Giulio Caria non ritratta ma continua a proclamarsi innocente. Il compagno di Silvia Caramazza, uccisa e trovata in un congelatore a Bologna, chiede inoltre che vengano fatti ulteriori accertamenti in grado, a suo dire, di scagionarlo. Ad incontrarlo nel carcere di Sassari, dove è detenuto in attesa di essere trasferito in Emilia, è stato l’avvocato penalista Gennaro Lupo che lo assiste.
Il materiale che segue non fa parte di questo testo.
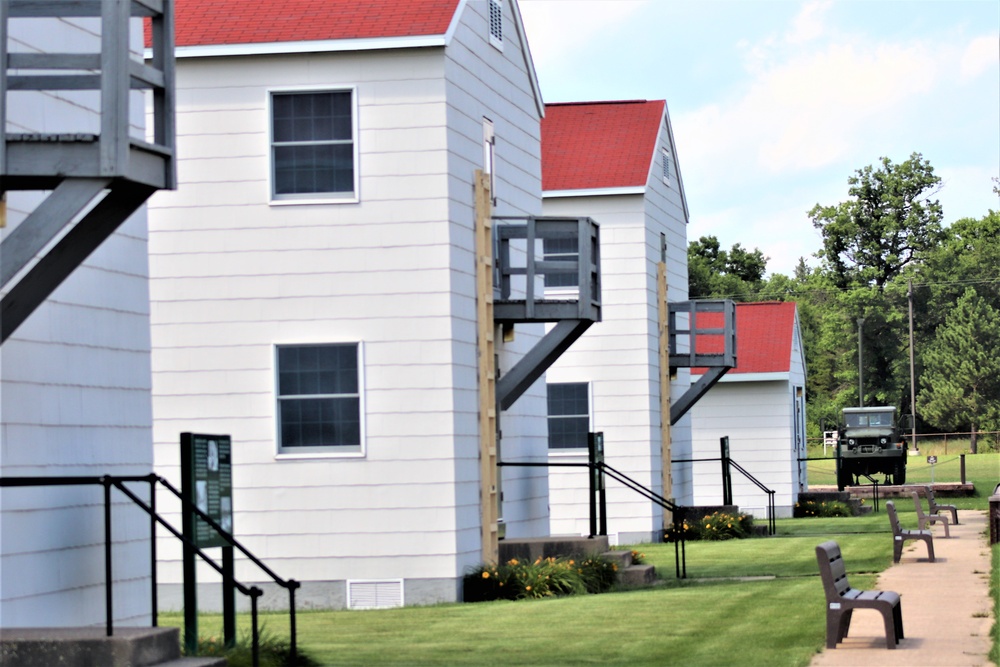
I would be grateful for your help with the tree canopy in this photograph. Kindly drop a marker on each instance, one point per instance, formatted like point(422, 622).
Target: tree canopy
point(887, 222)
point(885, 236)
point(714, 272)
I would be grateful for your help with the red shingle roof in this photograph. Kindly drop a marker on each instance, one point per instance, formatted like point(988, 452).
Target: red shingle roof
point(217, 22)
point(591, 145)
point(763, 337)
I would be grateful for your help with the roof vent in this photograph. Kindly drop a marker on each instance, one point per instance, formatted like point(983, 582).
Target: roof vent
point(496, 23)
point(374, 594)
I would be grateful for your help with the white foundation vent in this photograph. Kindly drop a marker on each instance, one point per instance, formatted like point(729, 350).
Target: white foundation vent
point(374, 594)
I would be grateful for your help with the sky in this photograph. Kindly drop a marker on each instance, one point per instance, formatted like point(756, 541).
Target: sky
point(776, 103)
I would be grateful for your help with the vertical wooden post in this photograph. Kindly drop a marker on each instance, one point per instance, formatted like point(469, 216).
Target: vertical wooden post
point(664, 331)
point(485, 348)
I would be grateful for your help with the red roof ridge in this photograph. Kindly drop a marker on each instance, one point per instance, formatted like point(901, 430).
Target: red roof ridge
point(600, 145)
point(595, 102)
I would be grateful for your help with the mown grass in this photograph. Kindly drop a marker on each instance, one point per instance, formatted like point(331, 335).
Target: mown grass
point(709, 619)
point(982, 470)
point(745, 602)
point(995, 594)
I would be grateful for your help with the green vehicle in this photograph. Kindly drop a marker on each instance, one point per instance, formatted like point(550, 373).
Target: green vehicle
point(870, 443)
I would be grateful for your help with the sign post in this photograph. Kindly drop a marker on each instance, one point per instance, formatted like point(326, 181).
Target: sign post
point(207, 483)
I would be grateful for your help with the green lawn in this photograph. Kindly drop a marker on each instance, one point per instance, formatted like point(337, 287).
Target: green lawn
point(712, 618)
point(983, 470)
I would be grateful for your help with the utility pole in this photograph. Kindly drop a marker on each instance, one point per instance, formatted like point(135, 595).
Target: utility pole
point(913, 390)
point(861, 378)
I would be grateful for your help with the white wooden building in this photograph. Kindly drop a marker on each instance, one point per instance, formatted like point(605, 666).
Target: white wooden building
point(617, 162)
point(75, 370)
point(313, 285)
point(761, 406)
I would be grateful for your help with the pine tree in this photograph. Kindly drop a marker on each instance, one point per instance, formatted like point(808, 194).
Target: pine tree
point(960, 385)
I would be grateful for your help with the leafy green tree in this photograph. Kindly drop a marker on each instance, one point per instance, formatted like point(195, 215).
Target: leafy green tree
point(713, 272)
point(888, 220)
point(960, 385)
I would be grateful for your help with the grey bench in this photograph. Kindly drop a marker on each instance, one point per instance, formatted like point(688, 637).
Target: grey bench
point(925, 520)
point(901, 535)
point(842, 600)
point(934, 508)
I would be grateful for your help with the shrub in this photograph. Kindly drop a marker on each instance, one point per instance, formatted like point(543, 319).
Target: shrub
point(545, 577)
point(808, 508)
point(274, 652)
point(716, 526)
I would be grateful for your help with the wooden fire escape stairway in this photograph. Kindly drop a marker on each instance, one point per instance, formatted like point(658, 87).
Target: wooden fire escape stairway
point(96, 174)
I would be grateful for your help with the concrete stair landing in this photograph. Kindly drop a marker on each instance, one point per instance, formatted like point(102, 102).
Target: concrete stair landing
point(90, 647)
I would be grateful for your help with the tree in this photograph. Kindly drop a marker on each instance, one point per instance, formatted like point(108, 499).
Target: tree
point(960, 385)
point(870, 238)
point(714, 272)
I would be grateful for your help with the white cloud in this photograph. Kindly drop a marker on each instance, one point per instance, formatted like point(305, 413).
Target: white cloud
point(966, 192)
point(808, 109)
point(556, 35)
point(809, 24)
point(980, 56)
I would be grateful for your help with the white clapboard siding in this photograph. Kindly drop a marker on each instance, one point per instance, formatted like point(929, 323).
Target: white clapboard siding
point(74, 394)
point(235, 274)
point(619, 357)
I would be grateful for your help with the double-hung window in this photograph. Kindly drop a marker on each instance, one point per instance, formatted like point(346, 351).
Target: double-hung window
point(319, 399)
point(563, 249)
point(569, 415)
point(312, 145)
point(496, 23)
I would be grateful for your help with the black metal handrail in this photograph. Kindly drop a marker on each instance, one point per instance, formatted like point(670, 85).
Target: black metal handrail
point(771, 525)
point(118, 481)
point(676, 532)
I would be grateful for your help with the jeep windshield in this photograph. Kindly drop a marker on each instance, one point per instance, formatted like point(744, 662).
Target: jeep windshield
point(864, 420)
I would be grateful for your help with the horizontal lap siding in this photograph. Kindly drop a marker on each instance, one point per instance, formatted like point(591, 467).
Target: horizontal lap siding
point(619, 356)
point(234, 276)
point(75, 387)
point(484, 82)
point(757, 418)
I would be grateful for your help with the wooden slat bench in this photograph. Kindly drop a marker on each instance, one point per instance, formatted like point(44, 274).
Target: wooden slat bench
point(925, 520)
point(901, 535)
point(842, 600)
point(934, 508)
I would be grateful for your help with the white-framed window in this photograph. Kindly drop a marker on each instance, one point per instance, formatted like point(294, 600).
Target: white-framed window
point(313, 144)
point(319, 399)
point(496, 23)
point(569, 414)
point(665, 154)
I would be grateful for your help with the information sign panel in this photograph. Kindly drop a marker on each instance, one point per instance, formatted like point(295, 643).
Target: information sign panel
point(206, 467)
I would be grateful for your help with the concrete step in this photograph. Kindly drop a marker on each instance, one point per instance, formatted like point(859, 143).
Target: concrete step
point(195, 662)
point(83, 647)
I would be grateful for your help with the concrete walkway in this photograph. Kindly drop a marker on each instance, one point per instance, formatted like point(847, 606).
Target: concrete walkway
point(947, 611)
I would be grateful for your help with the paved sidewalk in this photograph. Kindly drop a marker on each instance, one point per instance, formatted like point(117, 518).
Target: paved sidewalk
point(947, 611)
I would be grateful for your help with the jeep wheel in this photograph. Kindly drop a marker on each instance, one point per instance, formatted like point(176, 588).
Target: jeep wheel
point(844, 477)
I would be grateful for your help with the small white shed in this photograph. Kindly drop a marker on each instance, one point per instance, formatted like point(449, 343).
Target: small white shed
point(761, 406)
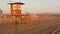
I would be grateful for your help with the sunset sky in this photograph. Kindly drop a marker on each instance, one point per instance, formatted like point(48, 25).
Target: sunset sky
point(34, 6)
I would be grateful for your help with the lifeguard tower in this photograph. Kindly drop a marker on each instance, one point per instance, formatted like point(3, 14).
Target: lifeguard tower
point(15, 9)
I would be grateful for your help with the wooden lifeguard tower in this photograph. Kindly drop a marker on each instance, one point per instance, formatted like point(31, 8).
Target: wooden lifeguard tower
point(15, 9)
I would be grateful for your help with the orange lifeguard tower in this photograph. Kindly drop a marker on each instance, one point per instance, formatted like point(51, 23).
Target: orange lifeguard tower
point(15, 9)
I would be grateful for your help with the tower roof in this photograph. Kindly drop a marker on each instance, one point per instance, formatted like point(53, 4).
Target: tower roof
point(16, 3)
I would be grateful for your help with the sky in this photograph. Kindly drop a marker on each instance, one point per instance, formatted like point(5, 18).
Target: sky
point(33, 6)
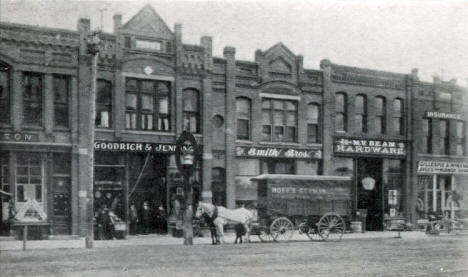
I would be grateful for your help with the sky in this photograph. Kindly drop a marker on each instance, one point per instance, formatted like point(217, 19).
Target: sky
point(394, 36)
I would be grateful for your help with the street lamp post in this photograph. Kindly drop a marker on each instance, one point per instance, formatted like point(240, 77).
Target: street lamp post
point(93, 43)
point(186, 159)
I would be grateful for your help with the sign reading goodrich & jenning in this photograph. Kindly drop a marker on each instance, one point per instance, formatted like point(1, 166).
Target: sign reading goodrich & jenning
point(369, 147)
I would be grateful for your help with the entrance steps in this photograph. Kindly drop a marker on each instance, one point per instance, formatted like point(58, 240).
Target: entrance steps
point(64, 237)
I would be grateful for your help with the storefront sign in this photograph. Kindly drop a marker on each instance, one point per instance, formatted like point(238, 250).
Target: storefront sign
point(135, 147)
point(7, 136)
point(442, 167)
point(273, 152)
point(370, 147)
point(443, 115)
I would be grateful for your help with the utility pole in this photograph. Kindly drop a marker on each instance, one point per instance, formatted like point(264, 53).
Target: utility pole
point(93, 43)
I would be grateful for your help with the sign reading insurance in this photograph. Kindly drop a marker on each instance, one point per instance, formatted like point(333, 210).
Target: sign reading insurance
point(369, 147)
point(274, 152)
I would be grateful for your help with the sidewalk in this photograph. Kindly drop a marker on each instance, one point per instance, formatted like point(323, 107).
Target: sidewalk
point(154, 239)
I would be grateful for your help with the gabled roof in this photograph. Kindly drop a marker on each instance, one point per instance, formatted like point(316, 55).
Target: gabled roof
point(147, 22)
point(279, 47)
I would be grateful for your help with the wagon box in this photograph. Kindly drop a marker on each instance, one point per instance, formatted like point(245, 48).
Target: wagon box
point(316, 205)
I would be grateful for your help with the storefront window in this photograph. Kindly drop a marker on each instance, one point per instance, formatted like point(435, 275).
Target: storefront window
point(61, 97)
point(147, 105)
point(4, 93)
point(32, 99)
point(435, 193)
point(278, 166)
point(29, 177)
point(104, 104)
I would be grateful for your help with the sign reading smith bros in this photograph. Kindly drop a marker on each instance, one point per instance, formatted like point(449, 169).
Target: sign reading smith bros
point(369, 147)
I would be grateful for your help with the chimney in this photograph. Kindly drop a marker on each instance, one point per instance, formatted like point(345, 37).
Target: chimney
point(207, 43)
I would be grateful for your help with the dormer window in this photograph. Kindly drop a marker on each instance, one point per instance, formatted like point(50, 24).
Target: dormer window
point(148, 44)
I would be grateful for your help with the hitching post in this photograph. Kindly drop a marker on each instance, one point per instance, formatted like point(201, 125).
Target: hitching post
point(93, 43)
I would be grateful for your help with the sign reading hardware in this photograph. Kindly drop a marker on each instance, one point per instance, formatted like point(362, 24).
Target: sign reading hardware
point(443, 115)
point(442, 167)
point(274, 152)
point(14, 136)
point(370, 147)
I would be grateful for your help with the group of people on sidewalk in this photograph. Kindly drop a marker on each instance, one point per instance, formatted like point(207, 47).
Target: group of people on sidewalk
point(145, 220)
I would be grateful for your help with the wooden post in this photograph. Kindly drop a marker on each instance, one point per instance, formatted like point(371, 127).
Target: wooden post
point(25, 236)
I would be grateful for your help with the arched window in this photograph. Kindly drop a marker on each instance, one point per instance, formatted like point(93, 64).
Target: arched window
point(147, 105)
point(4, 93)
point(104, 104)
point(380, 114)
point(243, 113)
point(191, 111)
point(32, 99)
point(61, 98)
point(398, 116)
point(341, 112)
point(218, 186)
point(313, 123)
point(361, 113)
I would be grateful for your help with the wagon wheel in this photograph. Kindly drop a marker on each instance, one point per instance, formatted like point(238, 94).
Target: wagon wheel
point(265, 235)
point(313, 234)
point(282, 229)
point(331, 227)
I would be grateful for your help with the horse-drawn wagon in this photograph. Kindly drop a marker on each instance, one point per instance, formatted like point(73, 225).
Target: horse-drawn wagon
point(318, 206)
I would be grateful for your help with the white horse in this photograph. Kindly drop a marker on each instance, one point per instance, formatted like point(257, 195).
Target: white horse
point(223, 216)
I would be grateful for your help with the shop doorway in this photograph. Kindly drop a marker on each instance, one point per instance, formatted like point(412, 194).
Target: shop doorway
point(369, 191)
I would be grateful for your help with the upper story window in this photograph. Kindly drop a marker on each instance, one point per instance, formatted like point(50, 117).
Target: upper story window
point(61, 98)
point(361, 113)
point(4, 94)
point(444, 137)
point(279, 120)
point(461, 138)
point(147, 105)
point(104, 104)
point(398, 116)
point(148, 44)
point(313, 123)
point(243, 113)
point(341, 112)
point(380, 115)
point(426, 135)
point(32, 99)
point(191, 111)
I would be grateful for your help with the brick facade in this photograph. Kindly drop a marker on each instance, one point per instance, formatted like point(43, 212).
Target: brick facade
point(145, 48)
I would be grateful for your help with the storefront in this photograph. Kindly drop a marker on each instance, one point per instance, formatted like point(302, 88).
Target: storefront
point(253, 161)
point(37, 178)
point(142, 180)
point(442, 187)
point(377, 167)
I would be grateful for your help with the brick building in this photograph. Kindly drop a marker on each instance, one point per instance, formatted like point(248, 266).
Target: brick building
point(270, 115)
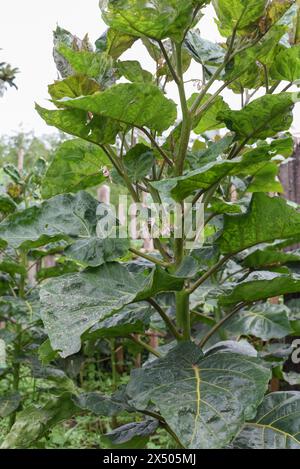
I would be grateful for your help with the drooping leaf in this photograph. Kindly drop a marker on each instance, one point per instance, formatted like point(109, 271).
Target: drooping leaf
point(239, 14)
point(34, 422)
point(77, 165)
point(266, 180)
point(204, 399)
point(12, 172)
point(265, 321)
point(262, 118)
point(73, 218)
point(94, 251)
point(73, 304)
point(12, 268)
point(202, 50)
point(8, 404)
point(157, 20)
point(133, 319)
point(97, 129)
point(115, 43)
point(130, 103)
point(91, 64)
point(260, 286)
point(130, 436)
point(267, 219)
point(287, 64)
point(269, 257)
point(133, 71)
point(101, 404)
point(73, 87)
point(213, 172)
point(220, 206)
point(276, 425)
point(63, 268)
point(7, 204)
point(60, 217)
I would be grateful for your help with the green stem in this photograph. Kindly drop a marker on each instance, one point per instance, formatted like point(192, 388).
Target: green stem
point(186, 116)
point(114, 372)
point(16, 370)
point(165, 318)
point(183, 314)
point(145, 345)
point(209, 273)
point(149, 258)
point(114, 160)
point(221, 324)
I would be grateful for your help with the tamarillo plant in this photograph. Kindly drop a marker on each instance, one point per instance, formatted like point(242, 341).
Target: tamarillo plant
point(208, 382)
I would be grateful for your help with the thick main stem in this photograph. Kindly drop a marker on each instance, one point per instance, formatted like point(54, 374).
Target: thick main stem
point(183, 314)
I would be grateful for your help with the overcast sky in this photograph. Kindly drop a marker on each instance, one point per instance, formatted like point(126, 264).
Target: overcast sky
point(26, 41)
Il legale ha spiegato che Caria (accusato di omicidio volontario e occultamento di cadavere), nonostante nei giorni scorsi sia emersa una prova abbastanza forte a suo carico – il commerciante al quale era stato consegnato un materasso sporco di sangue ha contattato gli inquirenti – mantiene ferma la propria linea di difesa, chiedendo di verificare la sua presenza a Bologna con la fidanzata, prima del 16 giugno, quando l’avrebbe – sempre secondo la versione del 34enne – accompagnata in stazione. In particolare, Caria dice di verificare in un negozio di abbigliamento, in un altro dove avrebbe acquistato regali matrimoniali e ancora in una gioielleria, dove avrebbe comprato un anello con brillante. A sostegno di questa ipotesi, il legale sottolinea che dall’autopsia è emerso che la donna aveva una piccola frattura all’anulare sinistro, e che l’anello non è stato trovato, indicando quindi nella rapina un ipotetico movente. La difesa si è affidata ad un’agenzia investigativa privata di Milano, per cercare riscontri a questi nuovi elementi. Intanto giovedì è in programma il conferimento degli accertamenti tecnici sull’auto con la quale Caria è stato trovato in Sardegna, intestata a Caramazza.